/Argo-Ai_driven_framewoRk_for_countinG_peOple

ARGO (Ai-driven framewoRk for countinG peOple) - Wireless People Counting Framework

Primary LanguagePythonMIT LicenseMIT

ARGO (Ai-driven framewoRk for CountinG peOple) - Wireless People Counting Framework

REFERENCES

If you use the content of this repository, please reference the following paper:

R. Rusca, D. Gasco, C. Casetti and P. Giaccone, "Privacy-preserving WiFi fingerprint-based people counting for crowd management" - Computer Communications, 2024 URL BibTeX

This Python script is designed to analyze wireless network traffic captured in a PCAP file and count devices that use either globally unique MAC addresses or locally administered MAC addresses.
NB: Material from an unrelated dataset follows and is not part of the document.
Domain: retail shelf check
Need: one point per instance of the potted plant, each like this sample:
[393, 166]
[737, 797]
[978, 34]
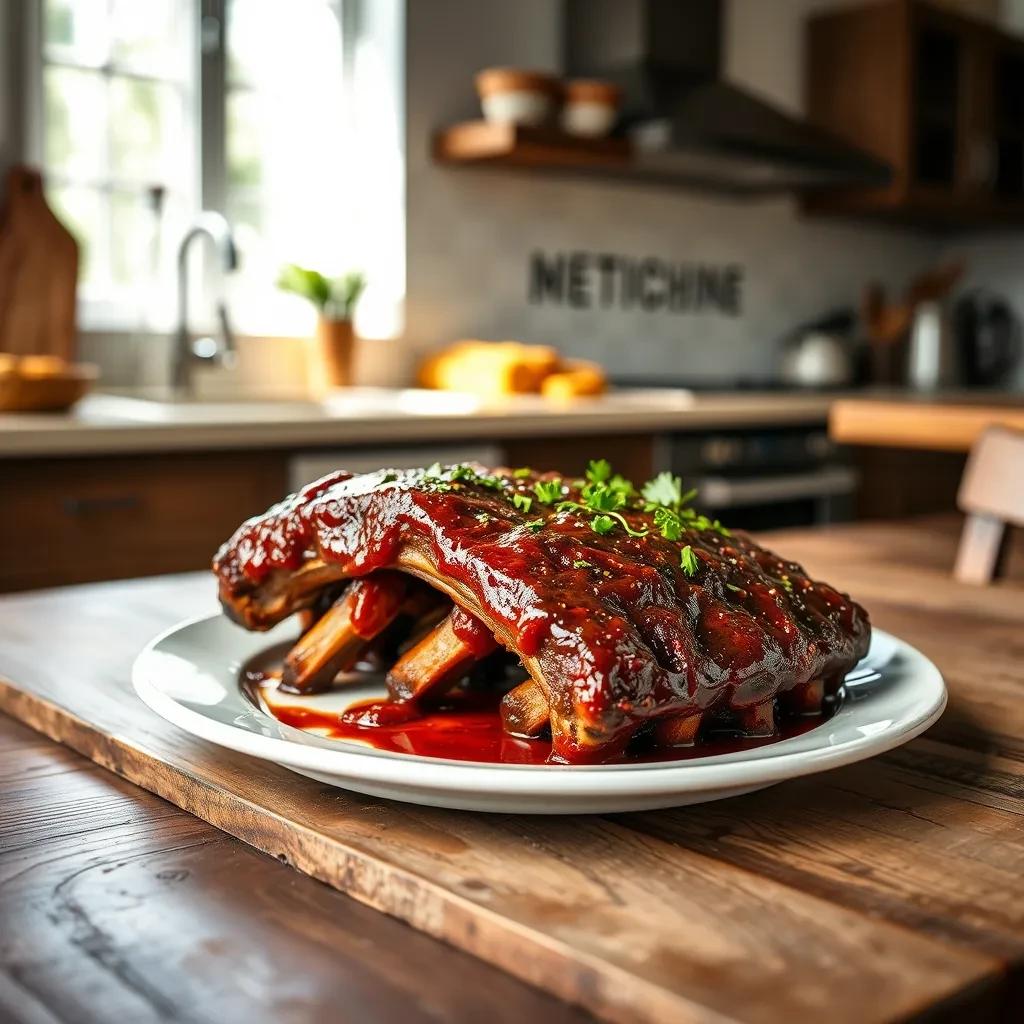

It also performs clustering of devices based on their network capabilities.

Files

  • argo.py: The main Python script responsible for device counting and clustering based on network traffic in a PCAP file.
  • models.json: A JSON file that serves as a device-model database, containing information about different devices and their capabilities.
  • bloomfilter.py: Python script containing the basic logic about Bloom Filter data structure.
  • bloomfilter_operations.py: Python script containing the advanced logic about Bloom Filter data structure.

Dependencies

  • datetime: For time-related functions.
  • sys: Provides access to some variables used or maintained by the interpreter.
  • argparse: Allows command-line argument parsing.
  • scapy: A Python wrapper for the Wireshark packet analyzer.
  • logging: Used for logging information and errors.
  • json: For reading a device-model database in JSON format.
  • pandas: Provides data structures for efficient data manipulation.
  • scipy.spatial: For calculating distances between data points.
  • sklearn.cluster.DBSCAN: Implements the DBSCAN clustering algorithm.
  • bitarray: Used to manage the Bloom Filter bit-array.
  • mmh3: Provides the logic to use MurMur Hashing for Bloom Filter.
  • math: Includes some useful math operations.
  • numpy: For managing multi-dimensional arrays.

Command Line Arguments

The script accepts the following command-line arguments:

  • --input_file: Path to the PCAP trace file.
  • --max_ratio: Maximum Ratio for clustering algorithm.
  • --power_threshold: Threshold for the capturing power.
  • --default_counter: Default number assigned to a cluster if the Maximum Ratio condition is not met.
  • --min_percentage: Minimum percentage of probe requests with locally administered MAC addresses for clustering.
  • --epsilon: Epsilon parameter for DBSCAN clustering.
  • --min_samples: Min samples parameter for DBSCAN clustering.
  • --distance_metric: Metric parameter for clustering.
  • --rate_modality: Choose the rate to extract from the database.
  • --clustering_method: Clustering method, the possible choices are dbscan and optics.
  • --counting_method: Counting method when a cluster is examined, the possible choices are simple and advanced.

Code Execution

  1. The script starts by parsing the command-line arguments.
  2. It reads a device-model database from a JSON file named "models.json."
  3. It initializes variables for counting and clustering devices.
  4. The script reads and processes packets from the PCAP file.
  5. It checks the signal power of each packet and discards packets with power below the threshold.
  6. The script extracts relevant fields from each packet, including MAC addresses, capabilities, and other information.
  7. It categorizes MAC addresses as globally unique or locally administered.
  8. The script collects information about VHT, Extended, and HT capabilities for clustering.
  9. It counts devices with globally unique MAC addresses and checks if the minimum percentage condition for clustering is met.
  10. If clustering is performed, it uses DBSCAN or OPTICS to cluster devices based on their capabilities.
  11. The script calculates the average capabilities within each cluster.
  12. It estimates the number of devices within each cluster and counts them.
  13. Finally, the script logs information about the number of devices detected.

Output

The script generates log information about the devices using globally unique MAC addresses, devices using locally administered MAC addresses, and the total number of detected devices.

Usage

Example usage:

python argo.py --input_file ./example.pcap --max_ratio 100 --power_threshold -70 --default_counter 1 --min_percentage 0.02 --epsilon 4 --min_samples 15 --dbscan_metric euclidean --rate_modality mean_rate --clustering_method dbscan --counting_method advanced

Authors

All the authors are researchers or master's students at the Politecnico di Torino, Italy.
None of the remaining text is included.